This simply means that the risks of the employment of these dreadful killing machines or instruments increases once a shooting war have been initiated.

For many, getting social acceptance means to make a big issue out of things they hardly understand.

Political correctness also means stirring up nationalist fervor when they know that someone else will get to do the bloody part of the political violence, whose major beneficiaries will accrue to politicians at society’s expense. Of course this assumes a limited shooting war.

And in case of a full scale war, this will like result to mass destruction of the society (whose families and friends of these agitators will also suffer). Of course these people can’t think through their emotions enough to understand the consequences of their advocacies or are shills for the politicos.

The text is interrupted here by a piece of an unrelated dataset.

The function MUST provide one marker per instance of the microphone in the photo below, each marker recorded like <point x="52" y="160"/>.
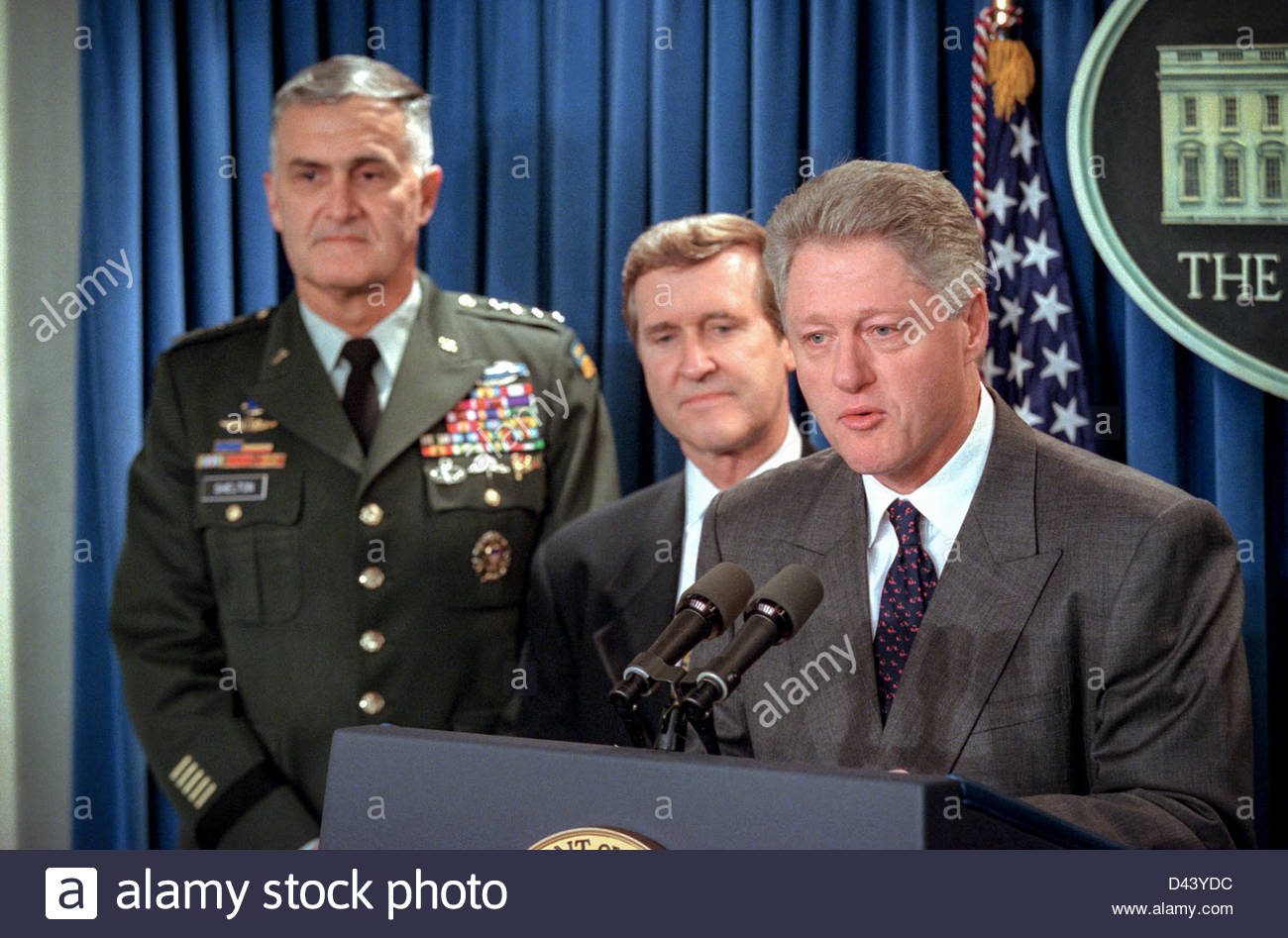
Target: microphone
<point x="700" y="613"/>
<point x="777" y="612"/>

I am reminded by distinguished historian Arnold Toynbee who claimed that people whom have not experienced the horrors of war have the tendency to become provocateurs (or the generational war cycle).

The survivors of a generation that has been of military age during a bout of war will be shy, for the rest of their lives, of bringing a repetition of this tragic experience either upon themselves or upon their children, and... therefore the psychological resistance of any move towards the breaking of a peace ....is likely to be prohibitively strong until a new generation.... has had the time to grow up and to come into power. On the same showing, a bout of war, once precipitated, is likely to persist until the peace-bred generation that has been lightheartedly run into war has been replaced, in its turn, by a war-worn generation.

And it is why agitators of war should get themselves enlisted in the military and request to get assigned in the frontlines so they can practice on what they preach.

[Updated to add: Here is a list of the death toll of 20th century wars, given the capacity of destruction of modern weaponry--assume the worst for the new age warfare]

Of course I am not convinced that the regional territorial controversy has solely been about superficial claims to property or about resources but more about the concealed political agenda such as the advancement of the military industrial complex, and or even perhaps a smoke and mirror encirclement strategy against Russia as China’s regional economic and military policies seem like Dr. Jekyll and Mr. Hyde.

The more important way to promote peace and social cooperation is none other than through expanded trade.